Apple’s very DNA is built around a formula that is as much marketing as technology. Its products have always contained both leading- and trailing-edge technologies for specific reasons. The trailing-edge helps keep the bill of materials cost down. The leading edge is in some cases represented by just one feature, a must-have, like Siri, an innovation at the time, or the really good facial recognition in recent editions, something to get people to buy the product, not technology for its own sake, but to drive a specific outcome.
This is not to say, Apple doesn’t spend money on R&D. The famously in-house-oriented company even does its own semiconductor development. But Apple’s primary investment focus has been on a few features that distinguish its products and justify their luxury pricing. By keeping the bill of materials low and pricing high, Apple has had one of the greatest runs of profitability in history.
However, today’s mobile market is ever more competitive, and rivals are bringing out their own leading-edge capabilities. When the iPhone launched, Apple arguably had a three-year lead on all its rivals. Now, it’s catch as catch can. In some areas, Apple is still ahead, notably integrating the entire experience. In others, like display quality, it’s already playing second fiddle to its own supplier and rival, Samsung.
And it’s going to get worse. The next generation of communications technology — the 5G revolution — is right around the corner, and Apple is woefully out of position in this instance. 5G will open up whole new mobile experiences by raising bandwidth and lowering latency considerably. And much of the innovation in 5G is coming from Qualcomm, with which Apple is engaged in an enormous commercial dispute. For its cell modems, Apple has turned to Intel, which is behind in 5G development. Thus, as the first 5G products roll out in early 2019, Apple will not have a contender among them. Most will be Qualcomm customers with Samsung and MediaTek supplying some of the others.
One possible path for Apple is via its own 5G silicon. Some evidence exists that it is trying to acquire the necessary capabilities. But otherwise, the company is reaping the result of its general stance of not playing nice with others.
Take, for example, the standards body 3GPP, which is in charge of lining up all the technical aspects of 5G. Apple attends meetings but provides only a negligible percent of total contributions to the shared technology pool. And Apple’s patent ownership is slight, given the size and importance of the company, especially in mobile standard essential patents (SEPs), the bedrock on which the mobile industry is built. Apple just doesn’t spend billions of dollars in R&D that won’t pay back for a decade.

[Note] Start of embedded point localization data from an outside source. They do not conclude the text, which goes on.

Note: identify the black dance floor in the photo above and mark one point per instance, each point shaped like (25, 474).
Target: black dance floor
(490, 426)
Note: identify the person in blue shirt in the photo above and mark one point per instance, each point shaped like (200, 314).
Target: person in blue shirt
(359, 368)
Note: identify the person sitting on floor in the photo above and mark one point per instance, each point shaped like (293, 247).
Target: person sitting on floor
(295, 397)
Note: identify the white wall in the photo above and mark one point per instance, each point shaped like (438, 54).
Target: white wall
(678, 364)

Not that Apple doesn’t say that it’s the market leader in 5G. Using its branding power, it has managed to convince in some cases both consumers and regulatory bodies in Washington D. C. that it is a leader in 5G technology.
By developing technology only for itself, making few contributions to standards bodies, and attacking others making such investments and contributions, Apple is potentially destroying the American goose that lays the technological golden eggs. In such a scenario, even though Huawei, a Chinese company and the world’s largest supplier of network equipment, is a bit behind in 5G development, it could outrun its U.S. rivals if they are stuck bickering among themselves. Huawei, which has the full backing of the Chinese government, is expected to bring 5G products to market in 2H19, a couple of quarters behind the front-runners.

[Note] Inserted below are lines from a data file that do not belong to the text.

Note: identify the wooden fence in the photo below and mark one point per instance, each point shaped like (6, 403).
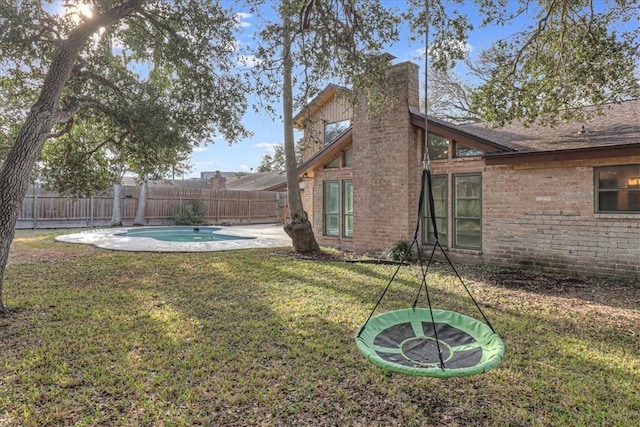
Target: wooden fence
(44, 209)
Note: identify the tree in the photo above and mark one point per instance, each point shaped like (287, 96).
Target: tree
(449, 96)
(573, 53)
(64, 62)
(313, 43)
(276, 162)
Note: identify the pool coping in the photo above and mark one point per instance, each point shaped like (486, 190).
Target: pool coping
(265, 236)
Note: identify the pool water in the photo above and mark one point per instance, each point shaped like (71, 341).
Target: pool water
(182, 234)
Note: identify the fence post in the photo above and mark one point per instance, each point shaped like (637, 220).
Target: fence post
(91, 212)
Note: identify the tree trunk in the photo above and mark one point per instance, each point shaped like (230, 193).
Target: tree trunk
(299, 229)
(142, 203)
(26, 149)
(116, 212)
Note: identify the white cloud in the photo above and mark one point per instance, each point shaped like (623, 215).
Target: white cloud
(268, 146)
(241, 20)
(248, 60)
(200, 148)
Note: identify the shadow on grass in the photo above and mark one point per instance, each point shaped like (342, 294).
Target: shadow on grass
(243, 339)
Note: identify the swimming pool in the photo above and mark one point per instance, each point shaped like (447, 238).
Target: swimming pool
(182, 234)
(123, 239)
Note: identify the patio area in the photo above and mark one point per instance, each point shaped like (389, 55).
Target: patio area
(261, 236)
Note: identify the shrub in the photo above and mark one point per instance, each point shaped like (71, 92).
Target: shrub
(397, 252)
(192, 212)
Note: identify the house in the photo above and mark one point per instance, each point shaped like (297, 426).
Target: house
(564, 199)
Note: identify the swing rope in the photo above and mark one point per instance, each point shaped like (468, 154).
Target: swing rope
(426, 186)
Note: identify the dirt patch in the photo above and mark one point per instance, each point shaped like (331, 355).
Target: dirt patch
(60, 253)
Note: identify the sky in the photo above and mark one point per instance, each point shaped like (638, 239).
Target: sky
(245, 155)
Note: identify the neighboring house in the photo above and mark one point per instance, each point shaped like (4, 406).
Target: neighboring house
(557, 199)
(259, 181)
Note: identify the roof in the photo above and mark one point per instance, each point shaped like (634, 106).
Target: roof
(618, 125)
(329, 150)
(265, 181)
(321, 99)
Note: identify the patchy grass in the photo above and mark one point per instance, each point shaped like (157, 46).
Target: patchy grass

As it is, Apple appears to be asking operators and suppliers to delay the 5G rollout, while at the same time talking down 5G by saying it’s a waste of money. This is a fairly standard Apple tactic: talk a new capability down until the company has it — and then talk it up.
But one wonders how many Apple customers are going to buy into such maneuvers with regard to a capability as important as the next generation of broadband communications. Apple could face a large defection over its lack of 5G products.